A better approach is to use a cryptosystem that is provably secure under chosen-ciphertext attack, including (among others) RSA-OAEP secure under the random oracle heuristics, Cramer-Shoup which was the first public key practical system to be secure. For symmetric encryption schemes, it is known that authenticated encryption, which is a primitive based on symmetric encryption, gives security against chosen ciphertext attacks, as was first shown by Jonathan Katz and Moti Yung.

==Varieties==
Chosen-ciphertext attacks, like other attacks, may be adaptive or non-adaptive. In an adaptive chosen-ciphertext attack, the attacker can use the results from prior decryptions to inform their choices of which ciphertexts to have decrypted. In a non-adaptive attack, the attacker chooses the ciphertexts to have decrypted without seeing any of the resulting plaintexts. After seeing the plaintexts, the attacker can no longer obtain the decryption of additional ciphertexts.

===Lunchtime attacks===
A specially-noted variant of the chosen-ciphertext attack is the "lunchtime," "midnight," or "indifferent" attack in which an attacker may make adaptive chosen-ciphertext queries but only up until a certain point after which the attacker must demonstrate some improved ability to attack the system. The term "lunchtime attack" refers to the idea that a user's computer, with the ability to decrypt, is available to an attacker while the user is out to lunch. That form of the attack was the first one commonly discussed: obviously, if the attacker has the ability to make adaptive chosen ciphertext queries, no encrypted message would be safe, at least until that ability is taken away. The attack is sometimes called the "non-adaptive chosen ciphertext attack"; Here, "non-adaptive" refers to the fact that the attacker cannot adapt the queries in response to the challenge, which is given after the ability to make chosen ciphertext queries has expired.

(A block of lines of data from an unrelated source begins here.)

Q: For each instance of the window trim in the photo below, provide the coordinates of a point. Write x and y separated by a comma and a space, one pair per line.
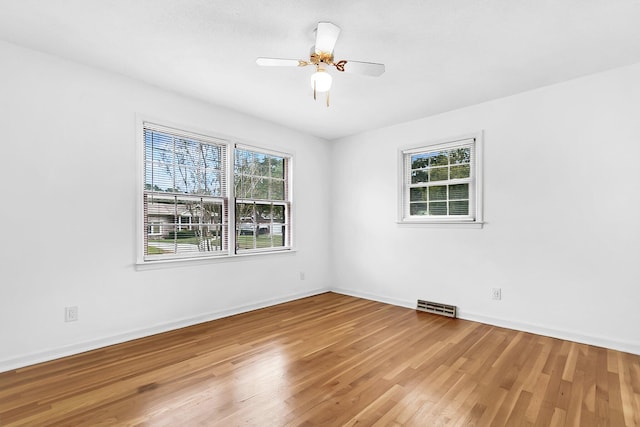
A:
231, 144
477, 178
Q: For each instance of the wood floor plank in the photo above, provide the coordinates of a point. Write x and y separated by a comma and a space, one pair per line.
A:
330, 360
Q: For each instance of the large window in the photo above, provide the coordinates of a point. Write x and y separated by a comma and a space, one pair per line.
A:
441, 182
190, 184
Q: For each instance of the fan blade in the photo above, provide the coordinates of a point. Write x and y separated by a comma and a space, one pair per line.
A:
355, 67
326, 36
277, 62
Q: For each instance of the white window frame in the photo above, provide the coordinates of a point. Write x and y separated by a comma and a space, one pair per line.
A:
475, 216
231, 144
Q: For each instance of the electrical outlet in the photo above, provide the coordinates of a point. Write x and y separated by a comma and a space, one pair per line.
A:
71, 314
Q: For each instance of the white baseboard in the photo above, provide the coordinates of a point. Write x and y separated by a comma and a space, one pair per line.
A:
628, 347
69, 350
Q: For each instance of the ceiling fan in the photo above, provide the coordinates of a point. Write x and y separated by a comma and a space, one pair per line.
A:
322, 55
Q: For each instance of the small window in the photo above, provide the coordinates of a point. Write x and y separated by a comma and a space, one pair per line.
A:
441, 182
261, 188
185, 196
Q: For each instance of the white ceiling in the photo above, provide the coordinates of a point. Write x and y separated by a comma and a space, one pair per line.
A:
439, 54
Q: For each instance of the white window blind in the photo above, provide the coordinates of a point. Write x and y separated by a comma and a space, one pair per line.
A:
185, 194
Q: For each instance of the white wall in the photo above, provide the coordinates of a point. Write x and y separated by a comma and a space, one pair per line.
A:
562, 206
68, 214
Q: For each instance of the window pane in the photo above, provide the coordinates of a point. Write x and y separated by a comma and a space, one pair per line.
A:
438, 208
438, 193
460, 155
242, 161
438, 174
461, 171
459, 191
158, 177
263, 214
277, 167
187, 152
243, 187
261, 167
278, 213
419, 161
213, 183
459, 208
438, 159
260, 188
158, 147
418, 208
418, 194
277, 190
419, 176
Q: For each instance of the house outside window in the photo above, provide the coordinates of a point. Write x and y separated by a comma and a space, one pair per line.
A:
442, 182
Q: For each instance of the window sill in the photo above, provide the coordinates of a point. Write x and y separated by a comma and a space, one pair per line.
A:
185, 262
441, 224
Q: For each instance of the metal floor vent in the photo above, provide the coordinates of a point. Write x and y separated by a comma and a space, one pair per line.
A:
437, 308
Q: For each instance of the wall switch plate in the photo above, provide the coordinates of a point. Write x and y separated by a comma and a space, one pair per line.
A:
71, 314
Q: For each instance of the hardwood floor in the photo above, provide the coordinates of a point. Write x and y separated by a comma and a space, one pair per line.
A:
331, 360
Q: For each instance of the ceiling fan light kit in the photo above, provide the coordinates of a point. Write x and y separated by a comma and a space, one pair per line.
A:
322, 53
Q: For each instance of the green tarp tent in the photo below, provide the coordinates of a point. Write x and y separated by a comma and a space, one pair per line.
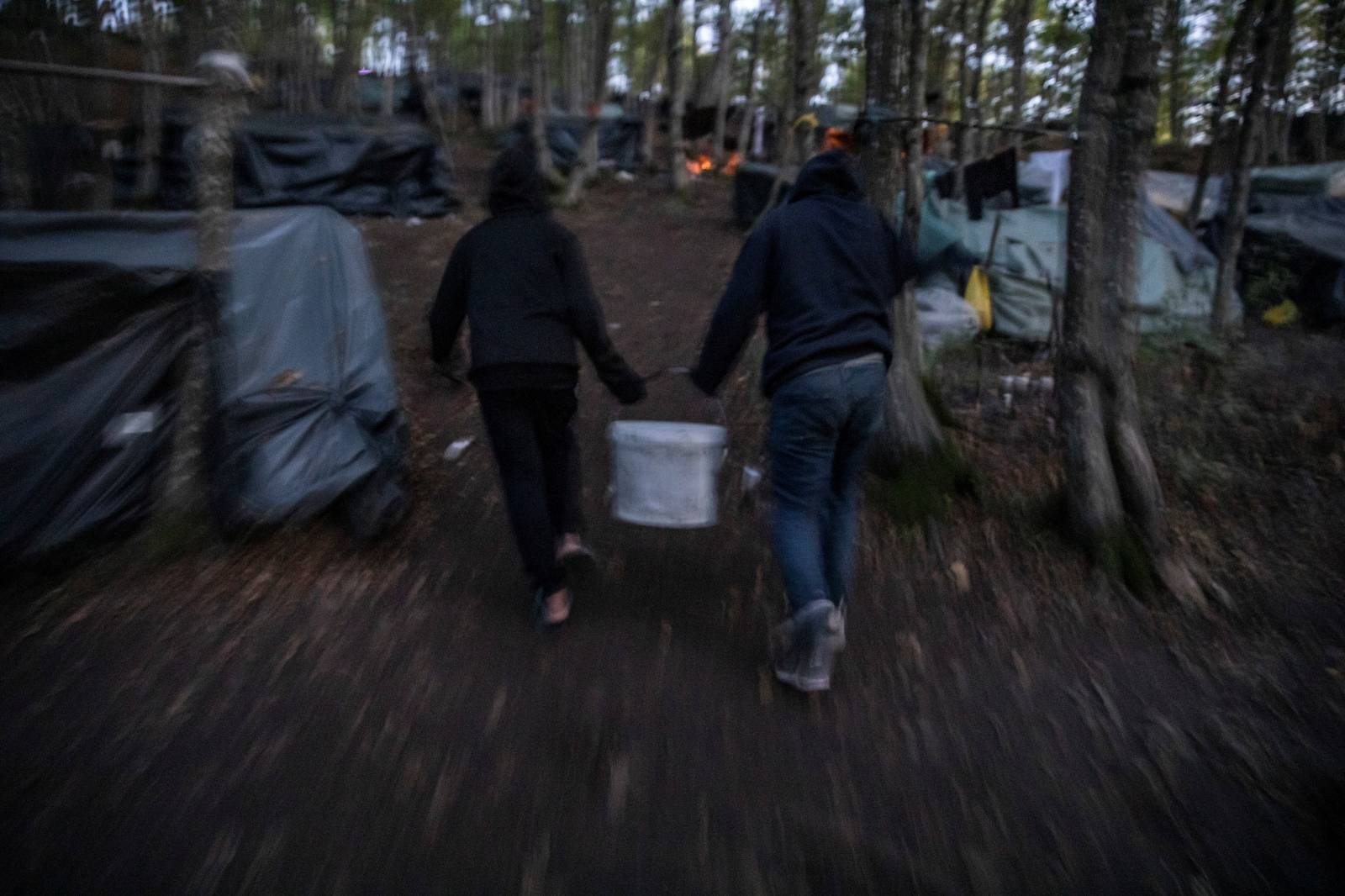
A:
1028, 266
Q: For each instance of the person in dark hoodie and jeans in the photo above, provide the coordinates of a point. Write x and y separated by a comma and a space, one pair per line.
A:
825, 269
521, 282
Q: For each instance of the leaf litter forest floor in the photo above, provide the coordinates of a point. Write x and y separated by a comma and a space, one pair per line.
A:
307, 714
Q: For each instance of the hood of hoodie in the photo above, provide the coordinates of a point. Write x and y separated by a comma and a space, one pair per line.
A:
831, 174
515, 182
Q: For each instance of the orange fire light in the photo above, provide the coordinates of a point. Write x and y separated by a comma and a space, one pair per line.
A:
699, 165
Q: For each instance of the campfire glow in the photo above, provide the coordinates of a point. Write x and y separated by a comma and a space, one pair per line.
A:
699, 165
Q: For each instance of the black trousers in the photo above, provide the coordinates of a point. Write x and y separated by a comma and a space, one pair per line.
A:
540, 468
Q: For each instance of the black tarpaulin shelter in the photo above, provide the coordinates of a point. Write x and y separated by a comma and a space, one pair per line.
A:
94, 314
1302, 235
356, 166
752, 186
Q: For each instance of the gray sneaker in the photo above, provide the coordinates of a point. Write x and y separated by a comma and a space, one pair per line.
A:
804, 646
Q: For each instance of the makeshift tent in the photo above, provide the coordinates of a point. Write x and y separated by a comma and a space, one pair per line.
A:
1174, 192
358, 167
1026, 266
1302, 237
94, 314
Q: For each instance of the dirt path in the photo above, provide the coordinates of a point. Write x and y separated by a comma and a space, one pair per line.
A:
309, 714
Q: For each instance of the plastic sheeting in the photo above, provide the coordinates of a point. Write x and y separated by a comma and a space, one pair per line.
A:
1028, 266
943, 315
307, 410
87, 396
94, 315
1327, 179
358, 167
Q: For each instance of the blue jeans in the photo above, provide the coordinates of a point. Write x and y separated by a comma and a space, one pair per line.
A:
820, 427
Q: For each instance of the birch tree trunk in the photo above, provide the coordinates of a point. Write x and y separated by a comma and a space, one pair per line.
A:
1020, 13
750, 87
1174, 34
1232, 51
1250, 132
1331, 61
978, 57
182, 510
541, 89
720, 77
1111, 488
1274, 148
962, 136
880, 151
151, 105
490, 82
804, 22
677, 89
910, 432
585, 168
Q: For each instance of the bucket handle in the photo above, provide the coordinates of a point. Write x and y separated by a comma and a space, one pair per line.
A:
685, 372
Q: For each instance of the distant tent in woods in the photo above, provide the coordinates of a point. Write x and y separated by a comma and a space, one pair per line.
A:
96, 316
619, 139
356, 166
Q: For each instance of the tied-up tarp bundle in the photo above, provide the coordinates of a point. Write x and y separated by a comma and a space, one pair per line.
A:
358, 167
94, 315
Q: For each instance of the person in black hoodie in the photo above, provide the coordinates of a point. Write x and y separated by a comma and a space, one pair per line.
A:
521, 282
825, 269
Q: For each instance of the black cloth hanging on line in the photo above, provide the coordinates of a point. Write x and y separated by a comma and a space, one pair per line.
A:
982, 181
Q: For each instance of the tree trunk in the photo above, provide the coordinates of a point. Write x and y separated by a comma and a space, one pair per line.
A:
1331, 60
632, 92
345, 66
978, 57
910, 428
1232, 51
750, 87
585, 168
151, 105
1111, 488
720, 77
541, 89
677, 91
962, 138
918, 47
182, 510
1250, 132
1020, 15
880, 152
490, 87
1275, 139
804, 22
1174, 34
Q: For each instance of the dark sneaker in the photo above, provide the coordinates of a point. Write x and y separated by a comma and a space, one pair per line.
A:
804, 646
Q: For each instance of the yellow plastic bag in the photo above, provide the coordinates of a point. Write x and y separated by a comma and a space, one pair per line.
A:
978, 296
1281, 315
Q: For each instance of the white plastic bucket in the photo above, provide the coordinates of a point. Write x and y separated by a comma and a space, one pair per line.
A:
666, 474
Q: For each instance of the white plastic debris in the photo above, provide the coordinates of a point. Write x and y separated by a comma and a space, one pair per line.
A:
751, 479
456, 450
124, 428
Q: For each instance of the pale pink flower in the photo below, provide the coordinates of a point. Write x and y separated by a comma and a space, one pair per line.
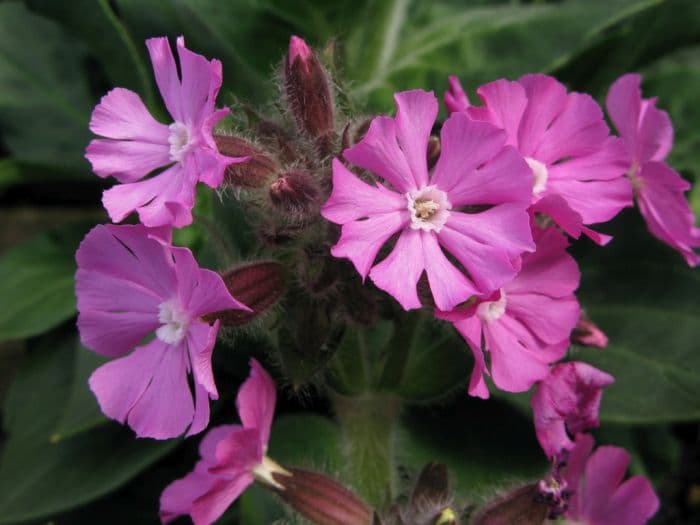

===Adaptive chosen-ciphertext attack===

A (full) adaptive chosen-ciphertext attack is an attack in which ciphertexts may be chosen adaptively before and after a challenge ciphertext is given to the attacker, with only the stipulation that the challenge ciphertext may not itself be queried. That is a stronger attack notion than the lunchtime attack and is commonly referred to as a CCA2 attack, as compared to a CCA1 (lunchtime) attack. Few practical attacks are of this form. Rather, this model is important for its use in proofs of security against chosen-ciphertext attacks. A proof that attacks in this model are impossible implies that any realistic chosen-ciphertext attack cannot be performed.

A practical adaptive chosen-ciphertext attack is the Bleichenbacher attack against PKCS#1.

Numerous cryptosystems are proven secure against adaptive chosen-ciphertext attacks. Some prove that the security property is based only on algebraic assumptions. Others additionally require an idealized random oracle assumption. For example, the Cramer-Shoup system is secure based on number theoretic assumptions and no idealization, and after a number of subtle investigations, it was also established that the practical scheme RSA-OAEP is secure under the RSA assumption in the idealized random oracle model.